Oh God, The Physician. One of the funniest songs in existence. I’d love to do it again (better) with a full string quartet. I did it in York to piano accompaniment with some friends of mine filling in the “chorus” parts. I wonder why we want to cover songs we love…I imagine somewhere in my head I’d love to be Julie Andrews leaping around in her turban and pointy-toed shoes, winding wool from an orange sheep and kicking the gong at the end with a smirk on her face.

Jenny, the Kurt Weill song. When I got this on vinyl I played it to Jack and Heppell. We’d all bought records that day and were taking it in turns to choose (fuelled by red wine, I had to listen to the Top Gear theme played on acoustic guitars for seemingly an age…). They complained at first when I excitedly said “Ooh, Julie Andrews!” but quickly learned to be quiet and take it. When Jenny was over, and alter when I played them Limehouse Blues, I think one of them said something like “Yes, but that’s like…real music, ours is silliness”…drawing some distinction between real jazz and silly jazz. Jazz. A silly term. This isn’t jazz at all. That’s not a criticism of them. They were impressed by Julie Andrews which earns them a place in heaven forever.
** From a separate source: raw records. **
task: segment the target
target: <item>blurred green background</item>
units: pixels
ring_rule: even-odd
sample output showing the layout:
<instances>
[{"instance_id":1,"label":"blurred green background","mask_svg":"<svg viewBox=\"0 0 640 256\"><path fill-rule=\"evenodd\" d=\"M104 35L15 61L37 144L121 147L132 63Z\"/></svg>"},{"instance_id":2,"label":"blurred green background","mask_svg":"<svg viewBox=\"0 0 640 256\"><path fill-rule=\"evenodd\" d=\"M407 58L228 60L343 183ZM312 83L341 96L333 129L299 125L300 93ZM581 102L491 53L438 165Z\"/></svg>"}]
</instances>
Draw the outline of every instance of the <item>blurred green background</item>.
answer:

But anyway, the story of getting and losing and losing and getting is tightly wound up in this album for me. We’d ALWAYS had it on tape, ALWAYS. My mother’s mother died on December 27th 2001. I’d had a horrific panic attack on Christmas Eve that year, an accumulation of months of terror and whisky in Edinburgh where I’d gone days without sleep, wandering the streets of a new city till the sun came up and relying on the orange streetlights until then. Anyway. The events of Christmas Eve that year were, essentially a nervous breakdown. With the news that her mother was dying, my mother had gone up/across to Bradford where the rest of her family were. I sat up with my friend Tim on the other side of Bolton, breathing unsteadily into a paper bag. Nightmarish time. Her mother died. My mother came home and found out she’d taped over this precious video and wept. A weird night. I found it on DVD for her in Bristol a few years later. No harm done. I think we had the soundtrack on vinyl but I believe my father took that when he left. I found the soundtrack in Plastic Wax in Bristol, where I found so many amazing records the summer I was kind of homeless and my plans to study Music Therapy were sucked away by an ex-boyfriend. I bought a record player off Heppell. Jon put it onto CD for me along with some others. I didn’t intend a personal diary to appear out of writing about Star, but it seemed like that’s what happened.

This is what they mean about music as a soundtrack to one’s life. This album takes in my childhood, my traumatic transition out of University, my mother’s mother’s death, the end of one boyfriend, the end of particular career plans and hopes, all those promising possibilities of another boyfriend. It’s New Years Day.